In the rapidly advancing world of generative AI, the term “open source” has become widely used. Traditional open-source software refers to code freely available for anyone to view, modify, and distribute, fostering a sense of knowledge-sharing and collaborative innovation. However, in the sphere of AI, this definition can become blurred and problematic. Due to the complexity, size, and expense of AI models, transparent and fully accessible open-sourcing can be difficult.
Such a trend can be observed with OpenAI, an organization that initially advocated open research before shifting toward opacity in order to attract investment and protect its valuable models. Despite this, other AI companies such as Mistral, Meta, BLOOM, and xAI are releasing open-source models to promote research and create balance within the field.
To explore the true extent of open sourcing in AI models, researchers at Radboud University, Netherlands, assessed critical features of various AI models such as the accessibility of their source code, training data, model weights, research papers, and APIs.
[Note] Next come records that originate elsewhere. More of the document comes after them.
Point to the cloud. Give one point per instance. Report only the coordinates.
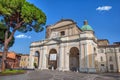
(104, 8)
(23, 36)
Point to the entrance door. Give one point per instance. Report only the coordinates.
(74, 59)
(52, 60)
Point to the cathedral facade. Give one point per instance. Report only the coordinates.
(70, 48)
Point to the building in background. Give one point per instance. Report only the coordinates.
(24, 61)
(68, 47)
(12, 60)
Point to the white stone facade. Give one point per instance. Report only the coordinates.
(73, 49)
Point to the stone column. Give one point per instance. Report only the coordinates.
(31, 60)
(61, 61)
(44, 58)
(66, 59)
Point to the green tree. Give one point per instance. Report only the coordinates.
(19, 15)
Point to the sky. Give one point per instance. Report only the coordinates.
(102, 15)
They found that many models labeled as “open source” showed varying degrees of access and transparency in these components, with models such as Meta’s LLaMA model and Google’s Gemma only being “open weight”, meaning they were publicly released for use without full transparency into other essential components.
The issue of transparency in AI models carries immense implications concerning accountability and oversight. Without total acccess to the code, data, and weights, understanding how models make decisions can be extremely difficult, leading to potential biases, errors, or forgery. A recent lawsuit between The New York Times and OpenAI exemplifies this problem, where the news organization claimed OpenAI used copyrighted material in its training data.
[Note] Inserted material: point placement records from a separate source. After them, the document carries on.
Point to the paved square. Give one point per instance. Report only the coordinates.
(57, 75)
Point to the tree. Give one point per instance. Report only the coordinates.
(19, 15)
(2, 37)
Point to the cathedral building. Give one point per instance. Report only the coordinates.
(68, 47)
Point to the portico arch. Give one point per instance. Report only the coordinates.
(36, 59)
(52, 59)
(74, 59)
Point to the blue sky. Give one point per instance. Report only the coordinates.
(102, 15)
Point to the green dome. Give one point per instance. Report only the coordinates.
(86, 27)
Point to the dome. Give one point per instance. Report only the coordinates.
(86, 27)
To address the “black box” problem of AI models, where understanding the model’s decision-making process is challenging, approaches like “Explainable AI” or XAI are being developed. XAI aims to build tools to make models more transparent by breaking down their decision-making processes and identifying influential data. However, this research requires access to AI’s source code, training data, and other key components, only highlighting the need for truly open-sourced AI.
The recently passed AI Act in the European Union further complicates the situation. The Act exempts certain open-source models from transparency requirements but leaves the definition of “open-source AI” vague. This ambiguity could create loopholes or incentives for “open-washing” where firms claim to be open source while keeping key aspects proprietary for legal and PR benefits.
This confusion around open-source AI models is amplified by the global nature of AI development and the differing regulatory approaches that countries may adopt. A fragmented ecosystem with varying degrees of openness depending on the model’s origin could result. Hence, ongoing collaboration between regulators and the academic community is vital to ensure an accurate understanding of AI technology and the principles of open-source. As the AI industry advances, the practical and legal implications of the term “open source” will undoubtedly carry more weight, influencing the future directions of AI research and deployment.